Most of the legal issues involved in sharing software assets revolve around protecting rights to intellectual property (“IP rights”) and preventing infringements of the IP rights of third parties. Establishing the relevant legal relationships based on each party’s individual interest also plays an important role. This is a challenge that enterprises frequently underestimate and that can lead to unintended consequences, particularly when it comes to the use of existing software assets in new applications within a group of corporations. In each specific case, it is vital for enterprises to identify the relevant (mandatory) legal requirements (particularly in terms of data protection and antitrust law) and ensure they comply with them.

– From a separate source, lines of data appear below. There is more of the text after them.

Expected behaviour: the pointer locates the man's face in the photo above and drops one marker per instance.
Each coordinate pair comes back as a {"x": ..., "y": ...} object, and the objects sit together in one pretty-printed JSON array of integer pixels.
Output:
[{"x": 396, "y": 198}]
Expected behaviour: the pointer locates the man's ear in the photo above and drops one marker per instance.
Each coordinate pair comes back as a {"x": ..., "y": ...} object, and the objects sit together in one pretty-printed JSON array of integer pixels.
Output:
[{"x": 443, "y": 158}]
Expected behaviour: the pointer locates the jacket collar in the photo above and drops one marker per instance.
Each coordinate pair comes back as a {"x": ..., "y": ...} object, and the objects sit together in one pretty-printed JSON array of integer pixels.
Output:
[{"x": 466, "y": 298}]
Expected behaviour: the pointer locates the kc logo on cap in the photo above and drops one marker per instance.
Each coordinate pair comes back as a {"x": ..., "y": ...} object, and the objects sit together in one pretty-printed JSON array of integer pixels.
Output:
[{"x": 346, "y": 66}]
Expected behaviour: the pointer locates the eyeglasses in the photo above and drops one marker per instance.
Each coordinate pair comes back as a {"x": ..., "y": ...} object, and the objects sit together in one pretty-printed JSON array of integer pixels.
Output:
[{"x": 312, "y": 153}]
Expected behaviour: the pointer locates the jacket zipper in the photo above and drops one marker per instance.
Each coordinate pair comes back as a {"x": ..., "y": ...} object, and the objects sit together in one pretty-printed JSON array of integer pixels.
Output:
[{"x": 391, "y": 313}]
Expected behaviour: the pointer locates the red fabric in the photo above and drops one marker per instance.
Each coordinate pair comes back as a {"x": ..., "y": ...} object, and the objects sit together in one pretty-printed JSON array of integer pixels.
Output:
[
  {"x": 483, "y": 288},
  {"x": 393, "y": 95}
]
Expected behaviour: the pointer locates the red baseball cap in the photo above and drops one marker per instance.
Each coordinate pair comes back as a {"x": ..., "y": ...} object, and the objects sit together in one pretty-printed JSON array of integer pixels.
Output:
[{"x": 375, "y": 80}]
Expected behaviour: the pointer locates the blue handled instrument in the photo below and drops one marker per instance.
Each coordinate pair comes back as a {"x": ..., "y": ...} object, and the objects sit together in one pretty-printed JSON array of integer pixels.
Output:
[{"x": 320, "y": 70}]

a. IP rights to software assets

To ensure adequate protection of the IP rights, we recommend a multi-stage approach. In the first stage, an enterprise must compile a reliable overview of the IP rights associated with the respective software assets (in particular the original rights to the source code) as part of a broader inventory. The only way to ensure that assets are shared or published in a legally secure way is to clarify whether the IP rights are held by the company providing the assets, by a third party or even by an entire community in the case of open-source software (OSS). The second stage involves determining the identity and the requirements of the recipient, with appropriate licensing provisions in place to ensure no party’s rights are infringed.

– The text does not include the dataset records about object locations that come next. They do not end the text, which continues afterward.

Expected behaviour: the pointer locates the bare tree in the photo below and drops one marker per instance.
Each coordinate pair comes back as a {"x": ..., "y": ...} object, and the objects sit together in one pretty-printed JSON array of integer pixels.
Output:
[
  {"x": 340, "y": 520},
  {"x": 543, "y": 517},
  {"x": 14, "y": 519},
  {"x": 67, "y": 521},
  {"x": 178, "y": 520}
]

This should not be taken lightly, as infringement of IP rights can lead to claims for damages, injunctions or even criminal proceedings. In addition to direct financial losses, companies run the risk of injunctive relief, i.e., a ban on the use of IP rights. Authorities could impose a ban on use with criminal sanctions in a matter of days, which would preclude any further use of the software asset. Particularly when it comes to business-critical services, this may result in major challenges for company processes or even halt operations all together.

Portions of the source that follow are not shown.